(THE DAILY BEAST)
By Jonathan Alter
Could a 1934 Washington dinner party hold the key to Chief Justice John Roberts’ landmark decision on the Affordable Care Act?
In late 1934, President Franklin D. Roosevelt had been in office more than a year and decided to move forward on what would become his greatest domestic achievement: Social Security. He assigned his secretary of labor, Frances Perkins, the first woman ever to serve in the Cabinet, to lead the way on designing the program.
But Perkins was worried. The Supreme Court was moving toward a narrow interpretation of the Commerce Clause that would invalidate many of the great achievements of the New Deal. Soon that would include the National Recovery Act, the capstone of FDR’s famous First Hundred Days in 1933.
(It would be another four years before Justice Owen Roberts—no relation—would famously switch sides and the Court would begin reversing itself, partly in response to FDR’s 1937 “court packing” scheme.)

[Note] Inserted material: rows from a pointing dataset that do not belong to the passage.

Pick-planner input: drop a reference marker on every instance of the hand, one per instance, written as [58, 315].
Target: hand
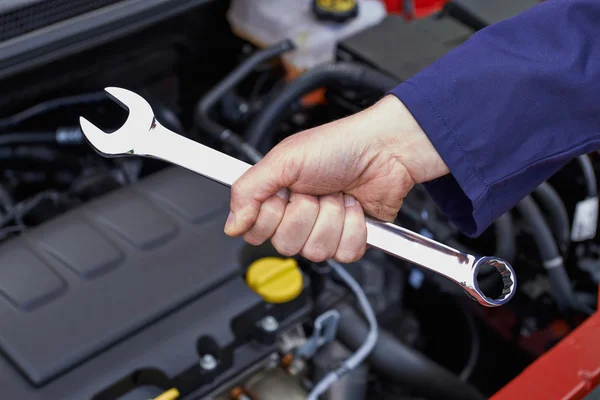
[310, 193]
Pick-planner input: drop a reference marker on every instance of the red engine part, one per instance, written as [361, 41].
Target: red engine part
[412, 9]
[568, 371]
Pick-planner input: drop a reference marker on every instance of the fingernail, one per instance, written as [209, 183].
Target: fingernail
[349, 201]
[230, 223]
[284, 193]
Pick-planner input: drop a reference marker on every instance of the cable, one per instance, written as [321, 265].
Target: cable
[50, 105]
[62, 136]
[260, 134]
[588, 173]
[364, 349]
[548, 250]
[402, 364]
[202, 118]
[469, 367]
[557, 211]
[506, 242]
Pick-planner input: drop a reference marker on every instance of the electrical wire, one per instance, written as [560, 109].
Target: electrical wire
[369, 343]
[585, 163]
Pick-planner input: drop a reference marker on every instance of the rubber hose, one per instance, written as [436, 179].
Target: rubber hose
[404, 365]
[548, 250]
[588, 173]
[260, 134]
[506, 242]
[551, 202]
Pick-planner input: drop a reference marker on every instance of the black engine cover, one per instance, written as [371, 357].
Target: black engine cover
[129, 282]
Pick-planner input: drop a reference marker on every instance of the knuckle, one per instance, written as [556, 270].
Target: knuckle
[348, 256]
[253, 238]
[236, 187]
[316, 254]
[283, 248]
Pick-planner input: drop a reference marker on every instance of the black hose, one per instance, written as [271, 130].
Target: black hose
[464, 15]
[551, 202]
[398, 362]
[260, 134]
[588, 173]
[548, 250]
[202, 118]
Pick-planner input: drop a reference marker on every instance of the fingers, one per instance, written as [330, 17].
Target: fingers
[265, 179]
[327, 231]
[268, 220]
[317, 228]
[353, 242]
[297, 224]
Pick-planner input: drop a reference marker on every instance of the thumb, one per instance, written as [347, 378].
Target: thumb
[255, 186]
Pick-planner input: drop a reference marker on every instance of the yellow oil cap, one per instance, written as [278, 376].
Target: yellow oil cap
[335, 10]
[276, 280]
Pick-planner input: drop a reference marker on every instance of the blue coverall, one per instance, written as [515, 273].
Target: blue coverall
[510, 107]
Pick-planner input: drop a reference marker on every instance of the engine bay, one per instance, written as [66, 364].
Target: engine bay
[118, 283]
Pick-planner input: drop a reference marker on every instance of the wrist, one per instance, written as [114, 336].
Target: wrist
[402, 135]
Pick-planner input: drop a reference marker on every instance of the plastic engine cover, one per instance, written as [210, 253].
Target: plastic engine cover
[126, 282]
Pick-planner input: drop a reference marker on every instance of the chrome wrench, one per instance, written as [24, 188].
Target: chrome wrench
[143, 135]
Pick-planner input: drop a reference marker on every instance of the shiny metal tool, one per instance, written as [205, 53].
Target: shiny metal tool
[143, 135]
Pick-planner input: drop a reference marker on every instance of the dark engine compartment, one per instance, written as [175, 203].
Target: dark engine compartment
[117, 281]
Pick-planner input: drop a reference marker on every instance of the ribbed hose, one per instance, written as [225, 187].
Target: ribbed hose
[551, 202]
[548, 250]
[260, 134]
[394, 360]
[588, 173]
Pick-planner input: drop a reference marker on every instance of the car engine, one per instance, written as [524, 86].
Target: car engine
[118, 283]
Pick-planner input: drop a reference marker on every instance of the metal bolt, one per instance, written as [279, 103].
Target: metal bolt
[208, 362]
[269, 324]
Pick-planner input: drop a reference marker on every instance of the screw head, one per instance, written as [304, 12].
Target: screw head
[208, 362]
[269, 324]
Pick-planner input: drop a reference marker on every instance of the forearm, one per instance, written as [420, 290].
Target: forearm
[510, 107]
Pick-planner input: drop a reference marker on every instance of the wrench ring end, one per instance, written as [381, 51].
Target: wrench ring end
[508, 279]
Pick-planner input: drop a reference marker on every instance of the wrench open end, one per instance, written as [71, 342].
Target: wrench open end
[128, 137]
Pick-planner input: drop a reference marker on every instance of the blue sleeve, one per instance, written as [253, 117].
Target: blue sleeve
[510, 107]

Perkins went to dinner at the home of someone lost to history and recalls in her memoirs that she bumped into Justice Harlan Fiske Stone there.
When Perkins expressed worry about whether an old-age and survivors insurance program would pass constitutional muster, Stone, a Republican appointee to the court and future chief justice, replied: “The taxing power of the federal government, my dear; the taxing power is sufficient for everything you want and need.”